Nova Scotia byelections send voters back to the polls
Cape Breton Centre, Sydney-Whitney Pier, Dartmouth-South ridings up for grabs
Nova Scotians are going back to the polls on Tuesday, July 14 in three provincial ridings.
Cape Breton Centre and Sydney-Whitney Pier are up for grabs as a result of retirements, and Dartmouth-South is vacant because of the sudden death of Liberal Allan Rowe. He died in March of a brain aneurysm.
The NDP has had a lock on the two Cape Breton seats for more than a decade.
Former deputy premier Frank Corbett represented Cape Breton Centre for 17 years. Gordie Gosse was the MLA for Sydney-Whitney Pier for 12 years.
Each racked up impressive majorities.
In fact, Corbett took 80 per cent of the vote in 2009. The Dartmouth South seat has a more checkered political past.

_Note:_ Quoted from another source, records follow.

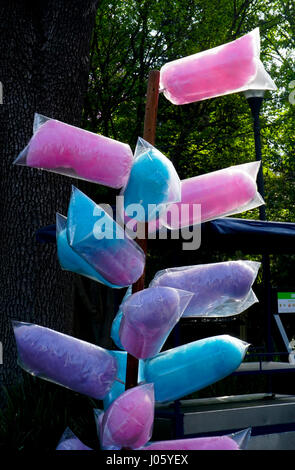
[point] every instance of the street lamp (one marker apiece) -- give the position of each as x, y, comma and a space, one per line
255, 100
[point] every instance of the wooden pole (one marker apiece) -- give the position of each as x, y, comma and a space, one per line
149, 134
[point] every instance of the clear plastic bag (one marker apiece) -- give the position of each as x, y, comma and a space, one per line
128, 422
68, 150
153, 182
234, 441
230, 68
220, 193
69, 260
104, 443
98, 239
75, 364
118, 386
117, 321
220, 289
183, 370
69, 441
148, 317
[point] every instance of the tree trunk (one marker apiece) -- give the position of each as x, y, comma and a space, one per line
44, 49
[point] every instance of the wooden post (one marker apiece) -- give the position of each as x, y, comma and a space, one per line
149, 134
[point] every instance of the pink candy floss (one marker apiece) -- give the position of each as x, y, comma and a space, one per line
72, 151
128, 422
220, 193
225, 69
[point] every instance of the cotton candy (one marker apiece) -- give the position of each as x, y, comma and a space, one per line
148, 317
100, 241
70, 260
229, 68
220, 193
153, 182
65, 360
185, 369
220, 289
128, 422
75, 152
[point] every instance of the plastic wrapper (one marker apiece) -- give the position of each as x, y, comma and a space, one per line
128, 422
229, 68
148, 317
185, 369
220, 193
104, 443
69, 260
71, 151
235, 441
64, 360
100, 241
117, 321
153, 182
118, 386
69, 441
220, 289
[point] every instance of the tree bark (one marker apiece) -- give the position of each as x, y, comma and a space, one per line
44, 48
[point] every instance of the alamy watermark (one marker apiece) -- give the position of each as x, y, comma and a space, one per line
292, 94
181, 221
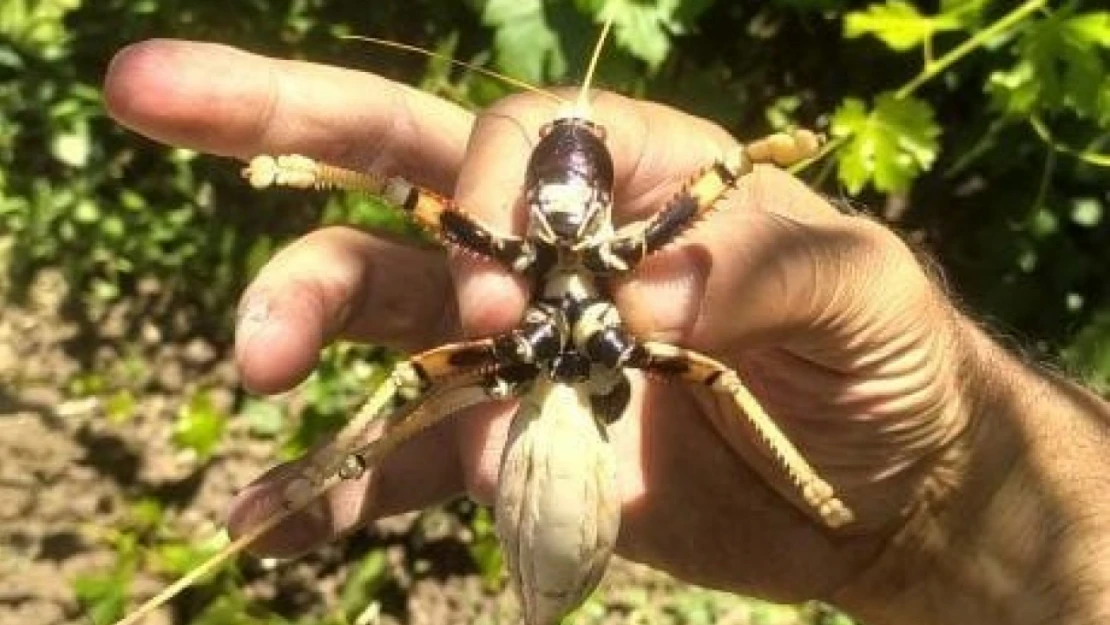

Before Rowe won it for the Liberals in 2013, it was held by the NDP's Marilyn More through three elections. She won it in 2003 from Progressive Conservative cabinet minister Tim Olive.
He took the seat from new democrat Don Chard who won it after former Liberal premier John Savage stepped down.
'NDP have the most to lose'
The byelections come roughly midway through Stephen McNeil's first mandate.
"The NDP have the most to lose," said Don Mills, CEO of public research firm Corporate Research Associates.
"Two of those ridings are pretty long-standing NDP ridings. If they were not able to hold those two seats [or] lost all three, I think it would mean that they have a big rebuilding job to do. It may be bigger than they expect."
The party with the most to gain is the PC party, according to Mills — and the party wouldn't have to win a seat to do it.
"If they were to not necessarily win, but be competitive in those byelections that would send the signal that people are starting to to give them serious consideration as an alternative," said Mills.
The party's best showing in the last election in the three ridings up for grab was 18 per cent of the vote in Dartmouth South.
As for the Liberal party, Mills doesn't think these byelections are make or break, nor are they a mid-term assessment of their government.
"Even if they were to lose the Dartmouth South seat, it's not going to make an impact on their ability to run the province. They could easily position it saying it's not a traditional Liberal seat."
Dartmouth South has been represented by all three parties since 1999, but the NDP has held it the longest during that time — 10 years.
In the CRA poll released on Wednesday, 50 per cent of those surveyed said they were completely or mostly satisfied in the Liberal government.